Merveilleuse trouvaille que cette robe couleur du temps, taillée dans de la toile d’écran, sur laquelle Demy fait projeter des nuages mouvants. Le conte, mêlant naïveté et cruauté, sied aux thématiques du créateur: le tabou de l’inceste rôde. Si certains effets ont un peu vieilli, Peau d’Âne reste inégalé.

Sous le rose bonbon, le sombre et l'amer

Lola (1960)
La Baie des anges (1962)
Une chambre en ville (1982)

Après les «blockbusters», les films d’auteur. À l’origine, Lola devait être ce que sera Les Demoiselles: un musical à l’américaine. Faute de budget, Demy doit faire des concessions: petite équipe, tournage sans son ni couleurs.

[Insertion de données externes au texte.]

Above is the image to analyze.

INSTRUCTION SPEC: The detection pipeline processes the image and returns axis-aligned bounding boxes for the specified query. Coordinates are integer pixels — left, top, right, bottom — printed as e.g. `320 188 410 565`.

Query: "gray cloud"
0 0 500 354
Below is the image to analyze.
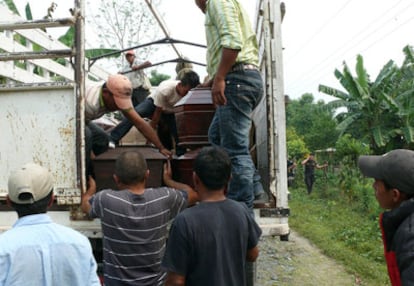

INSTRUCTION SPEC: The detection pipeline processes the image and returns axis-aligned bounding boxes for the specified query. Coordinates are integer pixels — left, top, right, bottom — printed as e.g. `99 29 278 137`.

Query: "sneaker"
108 141 116 149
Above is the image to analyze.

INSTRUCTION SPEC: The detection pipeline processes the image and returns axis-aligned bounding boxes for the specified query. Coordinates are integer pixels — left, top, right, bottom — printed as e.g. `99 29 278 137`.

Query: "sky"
8 0 414 102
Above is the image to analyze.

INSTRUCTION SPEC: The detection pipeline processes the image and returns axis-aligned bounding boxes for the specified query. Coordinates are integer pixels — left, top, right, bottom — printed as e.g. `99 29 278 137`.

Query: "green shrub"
289 172 389 286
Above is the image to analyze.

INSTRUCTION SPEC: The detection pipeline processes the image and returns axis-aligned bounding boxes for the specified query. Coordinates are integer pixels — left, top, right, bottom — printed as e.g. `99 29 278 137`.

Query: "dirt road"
255 230 362 286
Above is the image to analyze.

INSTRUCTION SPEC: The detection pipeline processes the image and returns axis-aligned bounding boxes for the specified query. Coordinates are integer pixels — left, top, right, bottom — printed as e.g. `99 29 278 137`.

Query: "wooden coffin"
174 88 215 149
94 146 166 191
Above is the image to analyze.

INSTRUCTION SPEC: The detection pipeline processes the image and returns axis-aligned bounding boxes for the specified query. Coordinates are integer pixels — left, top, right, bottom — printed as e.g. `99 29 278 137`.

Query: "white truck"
0 0 289 278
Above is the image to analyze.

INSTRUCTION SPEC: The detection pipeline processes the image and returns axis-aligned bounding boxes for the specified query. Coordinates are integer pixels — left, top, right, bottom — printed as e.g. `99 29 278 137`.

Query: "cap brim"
358 156 384 180
114 94 133 110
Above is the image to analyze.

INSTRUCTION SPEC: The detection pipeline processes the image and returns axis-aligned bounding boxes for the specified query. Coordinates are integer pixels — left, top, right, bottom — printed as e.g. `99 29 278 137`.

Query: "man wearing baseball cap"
85 74 171 176
358 149 414 286
120 50 152 106
0 163 101 286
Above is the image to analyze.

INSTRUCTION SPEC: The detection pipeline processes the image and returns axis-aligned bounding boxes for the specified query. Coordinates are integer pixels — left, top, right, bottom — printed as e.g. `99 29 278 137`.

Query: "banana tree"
319 55 398 153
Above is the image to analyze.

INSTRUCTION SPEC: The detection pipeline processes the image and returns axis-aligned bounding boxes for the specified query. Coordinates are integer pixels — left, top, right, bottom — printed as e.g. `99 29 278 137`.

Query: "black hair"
115 151 148 185
193 147 231 190
11 189 53 217
180 70 200 88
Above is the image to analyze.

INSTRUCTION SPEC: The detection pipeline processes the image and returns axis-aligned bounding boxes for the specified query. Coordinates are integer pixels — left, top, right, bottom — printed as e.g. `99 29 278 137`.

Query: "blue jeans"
208 70 263 209
110 98 155 144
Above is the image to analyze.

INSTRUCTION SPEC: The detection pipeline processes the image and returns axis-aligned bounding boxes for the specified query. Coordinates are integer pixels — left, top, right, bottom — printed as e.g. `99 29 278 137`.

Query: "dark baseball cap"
358 149 414 194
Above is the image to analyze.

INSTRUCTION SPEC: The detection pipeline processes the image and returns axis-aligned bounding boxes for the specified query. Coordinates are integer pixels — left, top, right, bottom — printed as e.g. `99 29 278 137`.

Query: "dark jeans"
131 86 150 106
208 70 263 209
305 174 315 195
85 122 109 178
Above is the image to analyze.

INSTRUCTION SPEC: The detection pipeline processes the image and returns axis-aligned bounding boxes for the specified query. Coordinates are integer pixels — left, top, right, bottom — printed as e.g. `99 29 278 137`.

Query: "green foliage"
4 0 20 16
335 134 370 167
149 70 170 86
286 94 338 154
286 127 309 161
319 46 414 154
289 176 389 286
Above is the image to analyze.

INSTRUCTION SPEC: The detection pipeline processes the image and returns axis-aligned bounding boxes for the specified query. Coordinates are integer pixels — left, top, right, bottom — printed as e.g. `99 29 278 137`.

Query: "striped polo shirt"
90 187 187 286
204 0 259 79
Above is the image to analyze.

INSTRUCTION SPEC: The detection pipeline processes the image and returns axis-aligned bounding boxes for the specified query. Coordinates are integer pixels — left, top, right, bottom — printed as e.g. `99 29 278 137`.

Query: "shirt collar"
13 214 52 227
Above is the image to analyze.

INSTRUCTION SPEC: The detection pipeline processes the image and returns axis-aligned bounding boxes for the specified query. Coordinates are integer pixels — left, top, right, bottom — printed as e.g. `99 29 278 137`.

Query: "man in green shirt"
195 0 263 209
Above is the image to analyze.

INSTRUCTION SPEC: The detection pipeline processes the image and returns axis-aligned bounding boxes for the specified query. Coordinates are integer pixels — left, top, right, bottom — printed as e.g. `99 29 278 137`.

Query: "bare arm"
164 272 185 286
163 161 199 206
81 176 96 214
122 109 171 157
211 48 239 105
150 106 162 129
246 245 259 262
131 61 152 71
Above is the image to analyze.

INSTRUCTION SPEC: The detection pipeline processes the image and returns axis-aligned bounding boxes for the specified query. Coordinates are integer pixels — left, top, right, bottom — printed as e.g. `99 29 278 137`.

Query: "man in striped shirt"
82 151 197 286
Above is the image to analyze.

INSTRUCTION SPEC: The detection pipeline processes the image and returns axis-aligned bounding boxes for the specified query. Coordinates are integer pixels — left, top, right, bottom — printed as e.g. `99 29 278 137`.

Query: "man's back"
0 214 100 286
91 188 186 285
162 199 261 286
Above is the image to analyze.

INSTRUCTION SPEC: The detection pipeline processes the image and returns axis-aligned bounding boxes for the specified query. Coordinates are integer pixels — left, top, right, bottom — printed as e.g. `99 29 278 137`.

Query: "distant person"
81 151 198 286
162 147 261 286
85 74 171 176
358 149 414 286
195 0 263 210
110 70 200 155
175 57 193 80
121 50 152 106
302 153 328 195
287 159 296 187
0 163 101 286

Toutes ses obsessions sont pourtant déjà là, du rêve d’un ailleurs à l’amour impossible. Lola est représentatif de ce que Demy appelait son «univers midinette faussement gai»: le ton semble badin et Anouk Aimée campe une ravissante (pas si) idiote.

Dédié à Ophüls, Lola rappelle La Ronde: une intrigue à base de personnages qui se croisent sans se rejoindre, comme entraînés par la mécanique d’un manège. Reste le mythique déhanchement d’Anouk Aimée sur l’air de «la chanson de Lola», composé et synchronisé a posteriori par Legrand.

Pour patienter en attendant le financement des Parapluies, Demy enchaîne ensuite avec La Baie des anges, qui s’attache à décortiquer les rouages d’une addiction, via la vénéneuse Jeanne Moreau.

Vingt ans plus tard, il tourne son œuvre la plus engagée et la plus personnelle, un nouvel opus «en chanté», Une chambre en ville. Retour à Nantes: l’action se déroule en 1955, pendant les grèves des chantiers de la Loire. Dans les notes de pochette de la BO du film, qui sortira le 29 avril chez Universal, Stéphane Lerouge donne le ton:

«Les amours contrariées de Guilbaud et d’Édith s’achèvent dans la mort et le sang. Adieu aux valses jazz et bossas novas solaires: Une chambre en ville sera une tragédie sociale, souvent nocturne, au lyrisme tourmenté.»

Legrand est déconcerté par la couleur politique de cet «opéra populaire» et décline l’offre. Michel Colombier prend la relève. Deneuve, pressentie pour le personnage d’Édith, tient à chanter son rôle elle-même, mais sa technique vocale ne fait pas le poids. Demy tient bon et Deneuve se retire à son tour. Dominique Sanda la remplace au pied levé.

Une chambre en ville désamorce toute accusation de cinéma guimauve. Loin des figures angéliques habituelles, Édith est une harpie s’insurgeant contre l’impuissance de son époux. Guilbaud est un salaud qui trahit une petite amie fadasse et enceinte au profit de la sensuelle Édith.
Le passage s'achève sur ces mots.